Hopkins stars as an aging man named Anthony and Colman is his daughter Anne. The movie opens with him thinking his former caretaker stole his watch, and her telling him he has it in a special hiding spot, as well as informing him she’s moving from London to Paris to live with her new husband (Rufus Sewell). So, she can’t take care of him all the time, but she also can’t leave him alone. He constantly rebuffs her assistance, saying that he can manage on his own.
The plot thickens for the main protagonist.
After she leaves, he finds her ex-husband Paul (Mark Gatiss) in his flat, who claims this isn’t his flat. And he also becomes shocked that his daughter isn’t whom he recognizes. She’s played by Olivia Williams. Then, the Olivia Colman Anne comes back and gives him a new caretaker named Laura (Imogene Poots), who reminds him of his other dead daughter Lucy. And when he and Anne go to the doctors, she reveals to him she wasn’t even going to Paris to begin with. This is just the beginning.
This is the part where you say: “Wait, what? I’m confused. Who is this? Didn’t you tell me this? Or who is this man?” That was my reaction, as well. So, it’s not just Anthony who is confused. Like I said, this movie allows us to see it through the perspectives of a man suffering from dementia. So much of this happens, that it’s often hard to tell what is true and what is false. It’s not a con game, there are no M. Night Shyamalan twists, and it’s not a thriller. It just represents how the human mind functions when it enters a certain point.

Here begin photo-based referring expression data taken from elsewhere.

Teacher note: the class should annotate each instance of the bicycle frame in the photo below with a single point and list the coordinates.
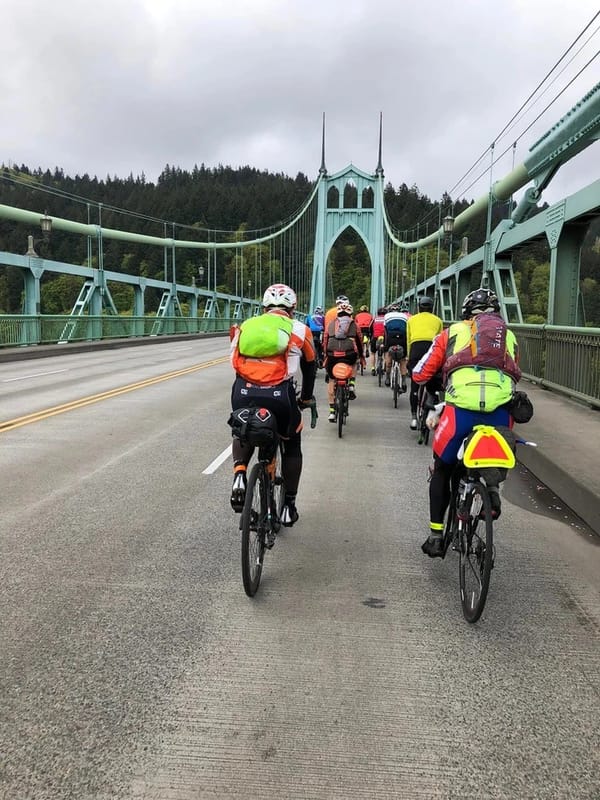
(484, 459)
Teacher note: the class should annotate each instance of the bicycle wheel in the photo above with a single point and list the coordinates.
(396, 383)
(423, 430)
(278, 490)
(253, 529)
(339, 404)
(476, 553)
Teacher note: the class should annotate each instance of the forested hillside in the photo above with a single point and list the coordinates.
(225, 199)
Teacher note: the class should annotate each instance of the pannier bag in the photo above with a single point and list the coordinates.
(254, 426)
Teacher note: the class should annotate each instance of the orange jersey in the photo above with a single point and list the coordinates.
(274, 369)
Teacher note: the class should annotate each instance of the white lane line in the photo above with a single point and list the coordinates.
(214, 465)
(33, 375)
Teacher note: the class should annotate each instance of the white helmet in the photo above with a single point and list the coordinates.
(280, 296)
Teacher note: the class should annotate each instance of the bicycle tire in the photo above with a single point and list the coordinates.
(423, 430)
(476, 553)
(396, 383)
(339, 402)
(252, 525)
(278, 490)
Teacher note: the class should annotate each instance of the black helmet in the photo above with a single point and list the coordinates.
(478, 301)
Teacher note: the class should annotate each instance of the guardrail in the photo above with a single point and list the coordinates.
(22, 330)
(566, 360)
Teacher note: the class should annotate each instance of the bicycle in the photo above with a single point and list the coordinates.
(426, 402)
(365, 353)
(396, 353)
(380, 363)
(484, 460)
(260, 521)
(342, 373)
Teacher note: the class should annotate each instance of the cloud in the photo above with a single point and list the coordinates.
(129, 86)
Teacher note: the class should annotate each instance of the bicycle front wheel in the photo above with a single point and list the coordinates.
(476, 551)
(252, 524)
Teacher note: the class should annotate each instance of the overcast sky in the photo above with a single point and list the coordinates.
(128, 86)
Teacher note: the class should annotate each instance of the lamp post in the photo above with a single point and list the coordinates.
(46, 226)
(448, 230)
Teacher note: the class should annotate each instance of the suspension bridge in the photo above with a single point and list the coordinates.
(133, 666)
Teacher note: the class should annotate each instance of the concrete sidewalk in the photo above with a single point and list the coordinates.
(566, 458)
(566, 432)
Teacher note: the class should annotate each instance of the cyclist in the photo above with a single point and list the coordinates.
(364, 320)
(331, 313)
(342, 341)
(266, 352)
(474, 395)
(421, 330)
(315, 322)
(378, 331)
(394, 324)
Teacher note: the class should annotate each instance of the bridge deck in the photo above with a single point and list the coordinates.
(133, 666)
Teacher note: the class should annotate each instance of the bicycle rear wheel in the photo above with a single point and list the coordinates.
(476, 553)
(423, 430)
(339, 403)
(278, 490)
(252, 524)
(396, 383)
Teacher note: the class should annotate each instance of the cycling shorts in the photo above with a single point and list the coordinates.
(396, 339)
(279, 399)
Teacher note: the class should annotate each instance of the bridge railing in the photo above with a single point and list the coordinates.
(19, 330)
(564, 359)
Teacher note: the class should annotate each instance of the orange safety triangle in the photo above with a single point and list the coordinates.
(488, 448)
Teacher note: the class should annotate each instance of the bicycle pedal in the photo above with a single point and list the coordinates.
(270, 540)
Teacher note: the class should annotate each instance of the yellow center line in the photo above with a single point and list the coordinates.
(97, 398)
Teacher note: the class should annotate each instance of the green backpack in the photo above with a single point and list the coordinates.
(265, 336)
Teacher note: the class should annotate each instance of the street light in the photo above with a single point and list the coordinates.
(46, 226)
(448, 230)
(448, 225)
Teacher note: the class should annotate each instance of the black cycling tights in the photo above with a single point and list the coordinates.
(292, 460)
(439, 490)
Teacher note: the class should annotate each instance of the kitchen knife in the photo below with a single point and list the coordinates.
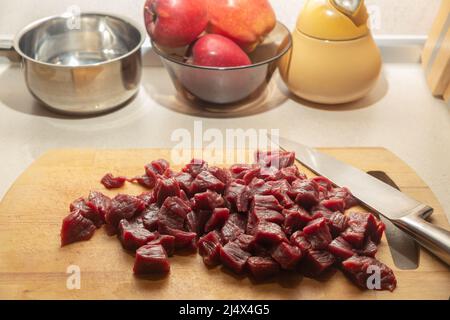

“The Father” was directed by Florian Zeller, who adapts his own French play “Le Pere” with help from screenplay writer Christopher Hampton. He guides both Hopkins and Colman in roles that makes you feel bad for their characters. One deals with the hardships of aging, and other deals with the hardships of dealing with his aging. My family still worries about my grandparents, who are in their 90s. They need all the help they can get, so I totally sympathize these characters.
Hopkins gives one of his best performances, as he balances his emotions and character development. I also admired his how character shares the name name and birthday, but that’s beside the point. He’s a great actor, who’s reached to a certain age, when he takes on these particular roles. And Colman is perfect as his daughter, when she puts humanity in her character, whether it’s real or a fragment of the old timer’s memories. There’s also some yelling, some crying, and some peaceful moments-all of which are sincere and riveting. And the film, itself, is sincere and riveting.